G-BIACK: Growing a Better Future

G-BIACK co-founders Peris and Samuel Nderitu, in the Demonstration and Teaching Garden at G-BIACK. 

Kenya's population has passed the 44 million mark and the country is facing serious food shortages and widespread malnutrition.

In 2008, husband and wife team Samuel and Peris Nderitu started a small non-profit in Thika, Kenya to try to create a solution to this problem through sustainable agriculture education. They called it the Grow Biointensive Agricultural Center of Kenya (G-BIACK, online at  g-biack.org).

An action-oriented, practical and visionary organization, G-BIACK has partnered with Ecology Action, a U.S. non-profit established in 1971, which pioneered the revolutionary GROW BIOINTENSIVE Sustainable Mini-Farming method. G-BIACK
is already helping over 8,000 Kenyan small-scale farmers to restore and maintain the fertility of their soil organically and to use highly productive, sustainable, organic food growing methods. In addition to Kenyans, farmers from Tanzania, Uganda, Rwanda, Malawi, South Sudan, Nigeria, DR. Congo, Ghana, Nigeria, Afghanistan, and Mexico have interned at G-BIACK.  
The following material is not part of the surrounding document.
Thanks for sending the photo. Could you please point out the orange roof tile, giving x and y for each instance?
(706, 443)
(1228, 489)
But requests for these training programs are expanding, and G-BIACK's budget is simply not sufficient to meet the demand. Samuel and Peris often do without to make sure their staff is paid and that people in need receive training even if they cannot afford to pay for it. As the demand for training has increased, essential teaching opportunities have been missed due to lack of funding. Several staff members have been lost to higher paying jobs. 
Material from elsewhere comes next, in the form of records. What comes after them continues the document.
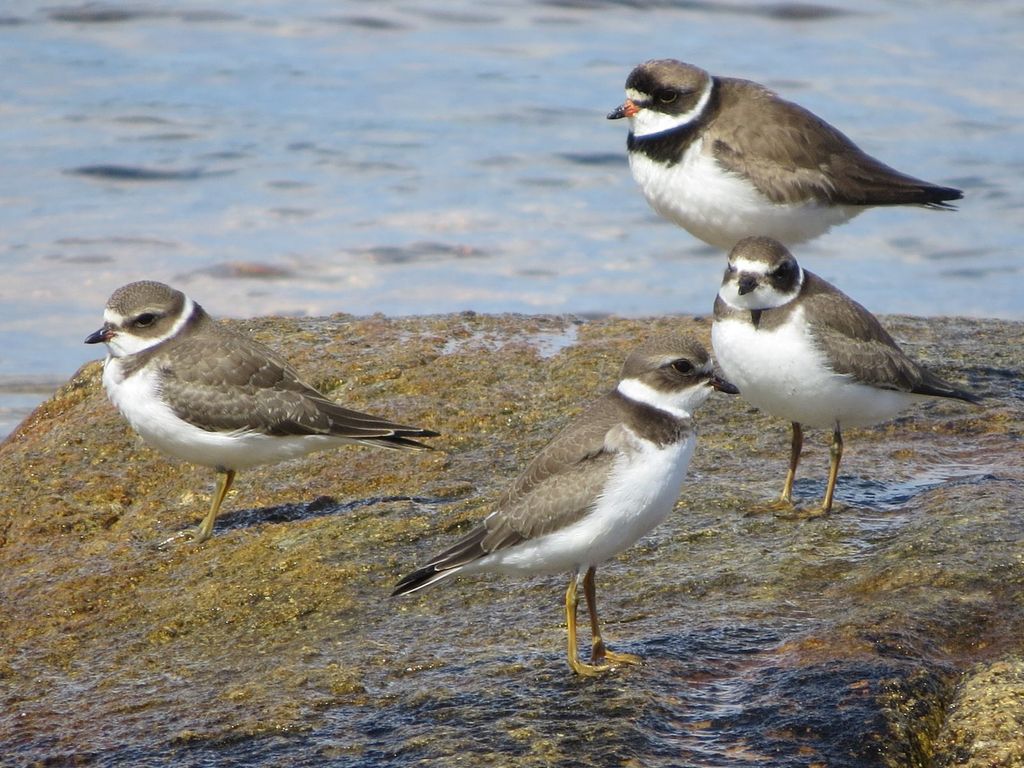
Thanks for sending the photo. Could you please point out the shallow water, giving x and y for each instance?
(318, 157)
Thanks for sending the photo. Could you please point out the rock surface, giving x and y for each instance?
(888, 634)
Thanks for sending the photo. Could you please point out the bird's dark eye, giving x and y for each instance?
(782, 270)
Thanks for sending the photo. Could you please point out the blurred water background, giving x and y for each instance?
(406, 158)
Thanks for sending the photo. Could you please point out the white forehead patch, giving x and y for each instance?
(747, 265)
(124, 342)
(648, 122)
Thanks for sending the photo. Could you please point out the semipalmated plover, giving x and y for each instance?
(799, 348)
(213, 396)
(606, 479)
(726, 159)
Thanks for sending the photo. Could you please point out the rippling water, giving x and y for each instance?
(410, 158)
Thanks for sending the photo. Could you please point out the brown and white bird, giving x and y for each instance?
(213, 396)
(727, 159)
(799, 348)
(612, 474)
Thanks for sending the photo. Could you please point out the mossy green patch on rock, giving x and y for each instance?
(876, 636)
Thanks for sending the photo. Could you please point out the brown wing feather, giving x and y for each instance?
(793, 156)
(860, 347)
(555, 489)
(232, 383)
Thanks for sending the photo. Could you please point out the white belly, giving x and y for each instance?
(137, 399)
(721, 208)
(641, 492)
(782, 373)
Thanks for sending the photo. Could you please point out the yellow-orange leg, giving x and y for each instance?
(598, 652)
(224, 479)
(835, 455)
(571, 603)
The training G-BIACK provides can literally mean the difference between life and death for many people, but adequate funding is needed for the program to move forward.
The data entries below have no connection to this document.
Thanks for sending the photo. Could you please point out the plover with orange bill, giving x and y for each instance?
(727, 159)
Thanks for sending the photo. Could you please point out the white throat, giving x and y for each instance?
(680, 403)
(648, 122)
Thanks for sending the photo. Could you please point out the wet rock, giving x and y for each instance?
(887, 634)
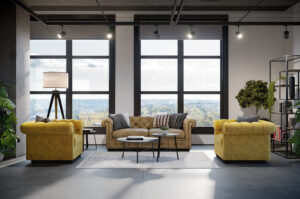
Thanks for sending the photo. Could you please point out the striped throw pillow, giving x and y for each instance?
(176, 120)
(161, 120)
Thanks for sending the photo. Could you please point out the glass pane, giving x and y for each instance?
(202, 74)
(39, 104)
(159, 74)
(38, 66)
(158, 47)
(90, 74)
(47, 47)
(158, 104)
(203, 108)
(91, 109)
(202, 47)
(90, 47)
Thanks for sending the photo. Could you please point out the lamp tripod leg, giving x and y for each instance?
(50, 105)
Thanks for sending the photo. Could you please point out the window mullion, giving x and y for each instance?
(180, 77)
(70, 72)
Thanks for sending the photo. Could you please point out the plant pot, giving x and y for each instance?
(281, 82)
(1, 156)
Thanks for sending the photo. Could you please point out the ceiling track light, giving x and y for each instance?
(238, 34)
(109, 34)
(156, 33)
(286, 33)
(191, 34)
(62, 33)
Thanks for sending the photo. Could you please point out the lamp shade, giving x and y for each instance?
(55, 80)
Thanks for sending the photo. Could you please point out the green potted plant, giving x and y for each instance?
(271, 98)
(295, 139)
(281, 80)
(255, 93)
(8, 121)
(164, 129)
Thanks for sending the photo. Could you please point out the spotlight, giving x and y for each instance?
(156, 33)
(109, 35)
(286, 33)
(191, 34)
(238, 34)
(62, 33)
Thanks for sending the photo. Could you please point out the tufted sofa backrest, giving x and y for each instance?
(141, 122)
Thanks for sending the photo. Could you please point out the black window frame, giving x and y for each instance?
(69, 64)
(180, 92)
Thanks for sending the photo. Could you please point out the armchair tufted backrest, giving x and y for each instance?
(141, 122)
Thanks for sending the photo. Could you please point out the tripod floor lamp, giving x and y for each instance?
(55, 80)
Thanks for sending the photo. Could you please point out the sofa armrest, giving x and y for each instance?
(188, 123)
(47, 128)
(78, 125)
(245, 128)
(108, 124)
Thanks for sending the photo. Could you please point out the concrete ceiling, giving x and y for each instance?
(158, 5)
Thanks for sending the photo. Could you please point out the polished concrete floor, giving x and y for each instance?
(278, 178)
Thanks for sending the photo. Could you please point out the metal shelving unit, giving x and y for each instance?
(282, 147)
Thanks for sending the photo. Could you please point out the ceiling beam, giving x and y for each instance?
(158, 8)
To enable G-BIACK to build its organizational capacity and extend its proven training programs, funding of $100,000 USD is urgently needed to cover the next 6 months of operation, teaching and outreach. With this funding, G-BIACK will have the capacity to directly train approximately 4,000 people by the end of the year — including both the standard program of sustainable agriculture training, as well as training thousands of women and girls in additional valuable skills such as tailoring, bead work, solar cooking, nutrition and health, which will empower them to live productive, dignified, and self reliant lives. Each of the 4,000 people trained through G-BIACK's efforts pledges to teach three of their neighbors the skills that they learn, and in this way, it is projected that an estimated 16,000 people will have been directly and indirectly trained as a result of G-BIACK's project activities this year alone.

Ecology Action (G-BIACK's fiscal sponsor, online at growbiointensive.org) is initiating this crowd-funding campaign to raise the $100,000 G-BIACK needs this year. Each dollar donated is a vital step into a better, healthier, happier and more sustainable world. Each donor can make the difference between a life of sorrow and a life of joy and good health for a family in Kenya.